Abstract

The primary treatment for chronic liver disease (CLD) involves dietary and non-dietary interventions. However, when CLD progresses to end-stage liver disease, liver transplantation becomes the only viable option, despite challenges such as donor shortages, transplant rejection, immunosuppressive drug complications, and high costs. To address the urgent need for post-transplantation liver regeneration, the growing focus is emphasized on the stimulation of liver regeneration by pharmacological intervention, even in non-transplanted individuals or those with early liver complications. The objective of this work was to activate the Wnt/β-catenin signaling pathway by blocking GSK-3β to enhance the regeneration of hepatocytes and the liver.
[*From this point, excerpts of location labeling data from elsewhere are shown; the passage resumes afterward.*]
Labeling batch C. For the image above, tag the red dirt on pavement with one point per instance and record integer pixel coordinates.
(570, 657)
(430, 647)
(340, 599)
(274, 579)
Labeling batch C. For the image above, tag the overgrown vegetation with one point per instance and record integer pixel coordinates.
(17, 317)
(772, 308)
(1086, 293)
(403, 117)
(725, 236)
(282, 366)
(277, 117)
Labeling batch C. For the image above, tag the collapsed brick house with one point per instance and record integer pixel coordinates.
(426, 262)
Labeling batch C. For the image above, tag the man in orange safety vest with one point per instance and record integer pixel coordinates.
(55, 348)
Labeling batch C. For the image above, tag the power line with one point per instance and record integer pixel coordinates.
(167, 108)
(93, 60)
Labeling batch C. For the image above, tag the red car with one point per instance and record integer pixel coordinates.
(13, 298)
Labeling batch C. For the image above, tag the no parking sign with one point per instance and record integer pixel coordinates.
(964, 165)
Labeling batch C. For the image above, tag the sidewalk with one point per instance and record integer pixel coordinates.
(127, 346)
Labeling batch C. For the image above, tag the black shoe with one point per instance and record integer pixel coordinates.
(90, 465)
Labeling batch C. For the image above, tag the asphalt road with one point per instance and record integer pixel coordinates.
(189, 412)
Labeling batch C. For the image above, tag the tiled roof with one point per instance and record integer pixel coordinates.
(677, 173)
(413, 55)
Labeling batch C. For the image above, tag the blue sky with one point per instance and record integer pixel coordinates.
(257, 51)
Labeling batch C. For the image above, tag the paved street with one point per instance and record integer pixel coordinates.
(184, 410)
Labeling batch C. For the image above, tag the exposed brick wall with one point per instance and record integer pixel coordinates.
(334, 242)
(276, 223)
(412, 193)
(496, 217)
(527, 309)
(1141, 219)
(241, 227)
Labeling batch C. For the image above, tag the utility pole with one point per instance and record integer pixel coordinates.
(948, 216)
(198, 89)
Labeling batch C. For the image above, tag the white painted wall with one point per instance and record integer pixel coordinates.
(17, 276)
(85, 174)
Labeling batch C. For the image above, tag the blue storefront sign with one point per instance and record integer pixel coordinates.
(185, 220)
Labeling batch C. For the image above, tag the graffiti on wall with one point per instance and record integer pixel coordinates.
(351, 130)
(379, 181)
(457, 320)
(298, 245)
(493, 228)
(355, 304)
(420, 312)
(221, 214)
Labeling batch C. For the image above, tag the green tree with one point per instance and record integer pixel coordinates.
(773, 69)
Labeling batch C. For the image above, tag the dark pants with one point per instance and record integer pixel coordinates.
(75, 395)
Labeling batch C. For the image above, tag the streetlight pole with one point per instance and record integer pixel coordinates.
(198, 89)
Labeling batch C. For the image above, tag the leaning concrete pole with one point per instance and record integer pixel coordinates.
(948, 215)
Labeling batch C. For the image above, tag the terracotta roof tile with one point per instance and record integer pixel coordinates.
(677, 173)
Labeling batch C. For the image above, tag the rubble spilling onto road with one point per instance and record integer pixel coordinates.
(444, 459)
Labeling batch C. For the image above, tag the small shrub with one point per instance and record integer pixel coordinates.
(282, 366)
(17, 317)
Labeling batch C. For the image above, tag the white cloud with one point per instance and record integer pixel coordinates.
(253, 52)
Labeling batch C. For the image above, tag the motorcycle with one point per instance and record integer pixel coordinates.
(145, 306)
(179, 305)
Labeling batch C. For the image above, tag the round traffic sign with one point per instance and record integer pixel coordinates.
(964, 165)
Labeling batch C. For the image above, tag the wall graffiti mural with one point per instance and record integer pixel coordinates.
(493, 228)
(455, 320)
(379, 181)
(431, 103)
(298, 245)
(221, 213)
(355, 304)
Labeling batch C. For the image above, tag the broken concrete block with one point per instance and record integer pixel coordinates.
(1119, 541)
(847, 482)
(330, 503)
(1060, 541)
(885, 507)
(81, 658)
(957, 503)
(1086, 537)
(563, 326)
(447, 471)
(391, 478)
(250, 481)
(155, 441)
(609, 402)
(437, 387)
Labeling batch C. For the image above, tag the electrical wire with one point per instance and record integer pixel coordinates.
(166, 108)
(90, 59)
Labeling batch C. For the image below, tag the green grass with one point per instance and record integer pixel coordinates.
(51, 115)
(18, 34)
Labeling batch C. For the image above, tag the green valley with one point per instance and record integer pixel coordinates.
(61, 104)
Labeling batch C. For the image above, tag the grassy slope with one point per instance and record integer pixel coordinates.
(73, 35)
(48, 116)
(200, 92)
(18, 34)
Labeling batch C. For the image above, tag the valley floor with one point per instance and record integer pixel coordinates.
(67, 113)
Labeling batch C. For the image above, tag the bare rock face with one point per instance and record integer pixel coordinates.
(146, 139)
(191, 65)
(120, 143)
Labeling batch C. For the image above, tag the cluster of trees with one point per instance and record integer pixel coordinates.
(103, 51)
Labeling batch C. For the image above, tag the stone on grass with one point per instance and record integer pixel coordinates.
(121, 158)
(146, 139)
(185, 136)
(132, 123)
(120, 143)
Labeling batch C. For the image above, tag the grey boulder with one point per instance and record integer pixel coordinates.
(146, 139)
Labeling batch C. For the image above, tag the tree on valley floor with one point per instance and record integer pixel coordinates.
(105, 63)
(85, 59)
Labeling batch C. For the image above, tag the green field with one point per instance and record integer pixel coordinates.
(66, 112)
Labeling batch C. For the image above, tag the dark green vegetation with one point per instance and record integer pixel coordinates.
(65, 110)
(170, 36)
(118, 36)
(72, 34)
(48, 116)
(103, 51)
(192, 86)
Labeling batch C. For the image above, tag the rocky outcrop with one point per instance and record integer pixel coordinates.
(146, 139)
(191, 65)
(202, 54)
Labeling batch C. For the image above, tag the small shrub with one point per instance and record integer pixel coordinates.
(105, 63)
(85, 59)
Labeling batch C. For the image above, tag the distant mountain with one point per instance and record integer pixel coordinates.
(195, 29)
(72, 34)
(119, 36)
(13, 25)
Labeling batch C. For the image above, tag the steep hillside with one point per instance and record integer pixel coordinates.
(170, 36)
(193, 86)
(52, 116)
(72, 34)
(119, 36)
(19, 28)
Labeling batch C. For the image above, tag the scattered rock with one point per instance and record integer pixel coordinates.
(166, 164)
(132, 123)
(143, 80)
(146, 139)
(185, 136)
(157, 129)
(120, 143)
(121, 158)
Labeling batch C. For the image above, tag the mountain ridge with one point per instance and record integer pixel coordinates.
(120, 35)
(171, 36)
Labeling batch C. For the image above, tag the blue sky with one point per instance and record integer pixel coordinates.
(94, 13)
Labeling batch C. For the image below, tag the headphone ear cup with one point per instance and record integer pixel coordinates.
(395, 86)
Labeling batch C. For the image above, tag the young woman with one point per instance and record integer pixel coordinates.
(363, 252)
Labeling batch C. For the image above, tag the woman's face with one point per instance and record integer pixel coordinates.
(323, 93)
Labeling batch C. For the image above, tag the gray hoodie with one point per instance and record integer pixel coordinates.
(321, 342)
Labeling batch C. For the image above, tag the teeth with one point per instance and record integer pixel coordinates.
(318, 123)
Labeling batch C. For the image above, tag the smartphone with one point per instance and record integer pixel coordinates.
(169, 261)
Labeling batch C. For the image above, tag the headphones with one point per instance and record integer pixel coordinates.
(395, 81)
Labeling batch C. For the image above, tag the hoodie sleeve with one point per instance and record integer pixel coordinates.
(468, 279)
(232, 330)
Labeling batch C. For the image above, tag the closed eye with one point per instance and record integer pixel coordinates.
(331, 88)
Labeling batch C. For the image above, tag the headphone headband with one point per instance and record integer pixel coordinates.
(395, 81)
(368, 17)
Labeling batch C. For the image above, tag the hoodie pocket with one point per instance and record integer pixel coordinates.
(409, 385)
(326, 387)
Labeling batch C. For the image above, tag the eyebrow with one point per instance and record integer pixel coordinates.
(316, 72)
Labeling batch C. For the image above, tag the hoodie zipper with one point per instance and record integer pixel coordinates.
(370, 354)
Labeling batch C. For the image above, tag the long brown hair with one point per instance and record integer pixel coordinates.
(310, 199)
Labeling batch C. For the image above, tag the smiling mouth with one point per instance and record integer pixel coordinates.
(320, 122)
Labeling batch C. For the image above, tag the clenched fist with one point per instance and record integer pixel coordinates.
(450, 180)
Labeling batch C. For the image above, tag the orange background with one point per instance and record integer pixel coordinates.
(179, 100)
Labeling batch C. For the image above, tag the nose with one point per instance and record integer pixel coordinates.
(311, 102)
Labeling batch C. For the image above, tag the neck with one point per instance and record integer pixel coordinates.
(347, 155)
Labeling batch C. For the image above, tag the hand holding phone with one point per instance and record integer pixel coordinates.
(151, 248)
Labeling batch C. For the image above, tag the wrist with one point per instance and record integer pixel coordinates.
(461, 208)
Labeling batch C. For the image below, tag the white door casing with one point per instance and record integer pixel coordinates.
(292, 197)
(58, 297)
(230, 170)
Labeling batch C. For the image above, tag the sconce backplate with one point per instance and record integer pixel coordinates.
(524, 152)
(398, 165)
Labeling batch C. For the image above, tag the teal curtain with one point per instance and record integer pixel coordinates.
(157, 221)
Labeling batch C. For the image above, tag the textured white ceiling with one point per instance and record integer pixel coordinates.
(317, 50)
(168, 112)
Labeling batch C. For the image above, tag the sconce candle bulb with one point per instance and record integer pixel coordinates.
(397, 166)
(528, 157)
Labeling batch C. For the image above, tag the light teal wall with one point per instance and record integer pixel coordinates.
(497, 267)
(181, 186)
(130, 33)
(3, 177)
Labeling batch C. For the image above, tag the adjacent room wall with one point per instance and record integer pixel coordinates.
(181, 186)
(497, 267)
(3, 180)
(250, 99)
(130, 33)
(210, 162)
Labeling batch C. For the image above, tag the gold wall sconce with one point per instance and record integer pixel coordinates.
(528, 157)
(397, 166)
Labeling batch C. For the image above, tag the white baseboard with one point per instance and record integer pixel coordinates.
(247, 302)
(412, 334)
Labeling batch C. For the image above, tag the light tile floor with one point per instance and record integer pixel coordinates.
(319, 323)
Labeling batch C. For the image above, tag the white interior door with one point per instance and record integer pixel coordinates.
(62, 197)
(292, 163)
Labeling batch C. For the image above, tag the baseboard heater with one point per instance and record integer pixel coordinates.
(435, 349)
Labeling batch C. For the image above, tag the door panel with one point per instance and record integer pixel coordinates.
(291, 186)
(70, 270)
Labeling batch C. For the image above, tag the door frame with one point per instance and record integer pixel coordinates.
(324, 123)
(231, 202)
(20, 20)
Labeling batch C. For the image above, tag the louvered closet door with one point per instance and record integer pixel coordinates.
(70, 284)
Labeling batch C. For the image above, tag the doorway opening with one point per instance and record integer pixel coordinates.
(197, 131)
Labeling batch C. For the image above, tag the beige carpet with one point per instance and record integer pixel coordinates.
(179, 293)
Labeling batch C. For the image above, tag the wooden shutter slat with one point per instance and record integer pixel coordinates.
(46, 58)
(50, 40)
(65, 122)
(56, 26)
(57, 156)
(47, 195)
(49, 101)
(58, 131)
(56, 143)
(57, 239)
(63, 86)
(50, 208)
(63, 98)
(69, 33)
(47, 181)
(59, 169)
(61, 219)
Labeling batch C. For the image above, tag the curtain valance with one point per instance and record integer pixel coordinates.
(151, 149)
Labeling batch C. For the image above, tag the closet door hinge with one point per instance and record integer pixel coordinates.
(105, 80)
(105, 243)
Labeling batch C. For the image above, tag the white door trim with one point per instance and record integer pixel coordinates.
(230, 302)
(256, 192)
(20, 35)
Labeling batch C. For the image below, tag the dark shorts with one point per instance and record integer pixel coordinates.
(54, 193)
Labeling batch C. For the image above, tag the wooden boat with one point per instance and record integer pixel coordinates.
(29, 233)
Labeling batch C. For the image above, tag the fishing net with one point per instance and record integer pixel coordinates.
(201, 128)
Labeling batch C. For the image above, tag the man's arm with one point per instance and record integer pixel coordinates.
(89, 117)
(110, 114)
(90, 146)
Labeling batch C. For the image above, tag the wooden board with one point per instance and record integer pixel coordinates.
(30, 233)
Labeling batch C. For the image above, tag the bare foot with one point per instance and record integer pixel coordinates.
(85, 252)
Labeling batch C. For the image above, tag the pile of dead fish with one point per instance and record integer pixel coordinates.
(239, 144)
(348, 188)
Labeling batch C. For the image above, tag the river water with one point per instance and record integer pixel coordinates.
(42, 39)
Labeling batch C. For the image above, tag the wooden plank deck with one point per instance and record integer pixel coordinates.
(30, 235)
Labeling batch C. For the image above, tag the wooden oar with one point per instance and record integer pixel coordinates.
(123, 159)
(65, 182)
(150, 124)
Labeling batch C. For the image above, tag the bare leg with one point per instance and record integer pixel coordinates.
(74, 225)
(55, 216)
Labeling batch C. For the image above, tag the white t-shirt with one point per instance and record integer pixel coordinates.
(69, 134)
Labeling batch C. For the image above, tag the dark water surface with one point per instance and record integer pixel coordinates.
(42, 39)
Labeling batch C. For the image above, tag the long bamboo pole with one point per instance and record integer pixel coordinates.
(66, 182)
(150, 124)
A partial hepatectomy was performed on 44 rats, with the animals divided into six groups and assessed from postoperative days 1 to 8. The effects of the GSK-3β inhibitor CHIR99021 (6.25 mg/kg/bw) on hepatocyte regeneration and hepatoprotection were evaluated using biochemical, histopathological methods, and docking studies. It was indicated that both single and repeated doses of CHIR99021 notably improved lipid profiles, liver function, and reduced oxidative stress in partial hepatectomized rats on the third and seventh day as compared to those without drug treatment. Histopathological assessments confirmed substantial hepatocyte regeneration after CHIR99021 treatment, supported by docking studies that showed notable binding interactions with important amino acids of the protein. Mitotic cell phase determination also validated the histopathological findings in different rodent groups. In conclusion, pharmacological stimulation of the Wnt/β-catenin pathway through GSK-3β inhibition with CHIR99021 demonstrated promising results in promoting hepatocyte regeneration, potentially offering a new treatment strategy for liver regeneration.

Key words: Partial hepatectomy, GSK-3 β inhibition, Liver regeneration, Health, Mortality, Pharmacy health.